If you keep going down, on the lowest level you will find a SPA complete with a hot tub, a sauna, a full-featured shower and a small break room converted from a former Laundry. This space had very tall ceilings and we were able to sink the hot tub into a platform to make it feel more like a SPA hot tub. The stair leading up to the platform is removable, on casters, to provide access to the tub's motor.
This space also has access to the outside, to the lower terrace and the backyard. The SPA is not entirely finished yet, it's still waiting for a potential faux-finishing, glazing and maybe even a fresco.
The floors on this entire level are heated. The floor tiles in the wet SPA areas are Sicis glass mosaic with a border of Green Onyx. The shower has a distinct feature besides all the usual body jets, rain shower head, etc. — a cold-water drenching shower head with a chain-pull. This feature was put in to complete a Russian-style sauna experience: one is supposed to drench oneself with ice-cold water after exiting a sauna. I found this piece in a line of products of a company that makes chemical lab and factory safety showers.
Because the house has several split levels, we were able to dedicate a separate level to the Master Suite. We decided to eliminate an elevator stop on this floor and instead, make a spacious Master Bath. The elevator door used to be where the shower stall is now. The clients wanted warm finishes in the Master Bath, so we opted for Honey Onyx with black Marble accents. To help break up the monochromatic look (if Honey Onyx can be referred to as monochromatic!) I played with many different shapes and sizes of tiles: diamonds, octagons, mosaics and larger square tiles.
The Master Bedroom was converted from a former Family Room. We were able to raise the ceiling, which helped bring the proportions of the room closer together. The furniture in this room is Robert Allen, the draperies are custom-made with Robert Allen fabrics.
There are two boys in the family, who were 13 and 8 when we started out with this project.
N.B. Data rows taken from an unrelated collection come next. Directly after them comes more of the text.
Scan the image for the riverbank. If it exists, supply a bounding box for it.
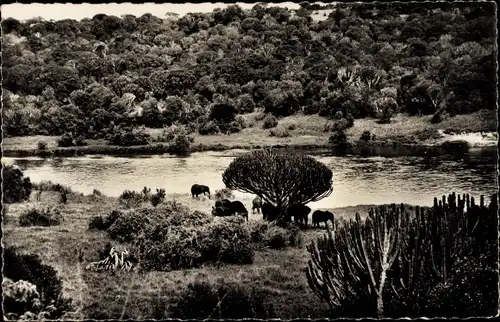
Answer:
[2,111,498,157]
[3,192,428,320]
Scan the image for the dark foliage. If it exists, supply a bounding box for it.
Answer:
[2,3,496,141]
[3,247,71,318]
[222,149,333,222]
[2,163,33,203]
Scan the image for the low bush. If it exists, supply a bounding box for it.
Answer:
[249,221,303,249]
[118,190,144,208]
[2,163,33,203]
[269,126,290,138]
[3,247,71,319]
[150,189,165,207]
[198,121,220,135]
[169,277,275,319]
[262,114,278,129]
[215,188,234,200]
[19,207,64,227]
[134,212,254,271]
[37,141,48,150]
[169,134,194,154]
[328,131,347,149]
[109,127,151,146]
[359,131,372,142]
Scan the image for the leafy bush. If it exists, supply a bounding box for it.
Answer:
[135,212,254,271]
[170,134,194,154]
[2,163,33,203]
[269,126,290,138]
[19,207,64,227]
[3,247,71,319]
[109,127,151,146]
[262,114,278,129]
[169,276,274,319]
[198,121,220,135]
[37,141,48,150]
[215,188,234,200]
[151,189,165,207]
[359,131,372,141]
[57,133,75,147]
[249,221,303,249]
[118,190,144,208]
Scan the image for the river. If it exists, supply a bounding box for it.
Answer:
[3,150,498,208]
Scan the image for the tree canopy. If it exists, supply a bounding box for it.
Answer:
[222,149,333,220]
[2,2,496,137]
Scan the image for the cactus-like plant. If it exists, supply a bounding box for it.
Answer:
[307,193,498,317]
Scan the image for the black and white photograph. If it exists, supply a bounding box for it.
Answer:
[1,1,500,321]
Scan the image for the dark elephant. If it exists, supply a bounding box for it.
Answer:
[312,210,334,228]
[212,199,248,221]
[287,204,311,228]
[252,196,262,214]
[261,201,278,221]
[191,184,210,199]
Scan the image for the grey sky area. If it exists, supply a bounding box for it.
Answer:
[2,2,308,20]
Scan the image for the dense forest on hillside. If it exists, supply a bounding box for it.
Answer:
[2,3,496,138]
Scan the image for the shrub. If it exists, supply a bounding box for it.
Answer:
[262,114,278,129]
[307,193,498,317]
[89,216,108,230]
[151,189,165,207]
[19,207,64,227]
[328,131,347,149]
[109,127,151,146]
[359,131,372,141]
[37,141,48,151]
[170,134,194,154]
[106,210,153,243]
[2,163,33,203]
[215,188,234,200]
[198,121,220,135]
[135,212,254,271]
[3,247,71,319]
[431,112,443,124]
[118,190,144,208]
[57,132,75,147]
[269,126,290,138]
[169,276,274,319]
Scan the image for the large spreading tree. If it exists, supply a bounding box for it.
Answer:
[222,149,333,222]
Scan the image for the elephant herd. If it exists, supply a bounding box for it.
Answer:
[191,184,334,228]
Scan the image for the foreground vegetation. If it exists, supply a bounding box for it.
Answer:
[2,3,496,151]
[2,157,498,319]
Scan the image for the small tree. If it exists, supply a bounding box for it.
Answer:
[222,149,333,223]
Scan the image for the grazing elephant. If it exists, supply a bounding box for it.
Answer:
[191,184,210,199]
[312,210,334,228]
[287,204,311,228]
[252,196,262,214]
[261,201,278,221]
[212,199,248,221]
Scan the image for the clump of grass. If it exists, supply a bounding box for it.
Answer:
[170,277,275,319]
[19,207,64,227]
[262,114,278,129]
[269,126,290,138]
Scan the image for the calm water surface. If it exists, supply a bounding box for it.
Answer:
[3,151,497,208]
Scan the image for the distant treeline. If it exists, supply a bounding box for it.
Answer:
[2,2,496,138]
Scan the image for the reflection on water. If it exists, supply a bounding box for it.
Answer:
[4,152,497,208]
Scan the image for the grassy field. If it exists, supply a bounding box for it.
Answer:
[3,192,426,319]
[3,110,497,155]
The eldest chose to live up in the attic level, where we created a new terrace right outside his bedroom.
For the Bathroom, we decided to go with opaque glass tiles in white and accent them with bright red and blue glass mosaics. The clients requested that all tubs be extra deep, so I designed this assembly for both Kids' bathrooms where a tub surround continues to become a vanity top.
This project turned out to be one of the most emotionally rewarding I've done over the years. The house has abandoned its dungeon-like look and feel and became cozy, warm and inviting.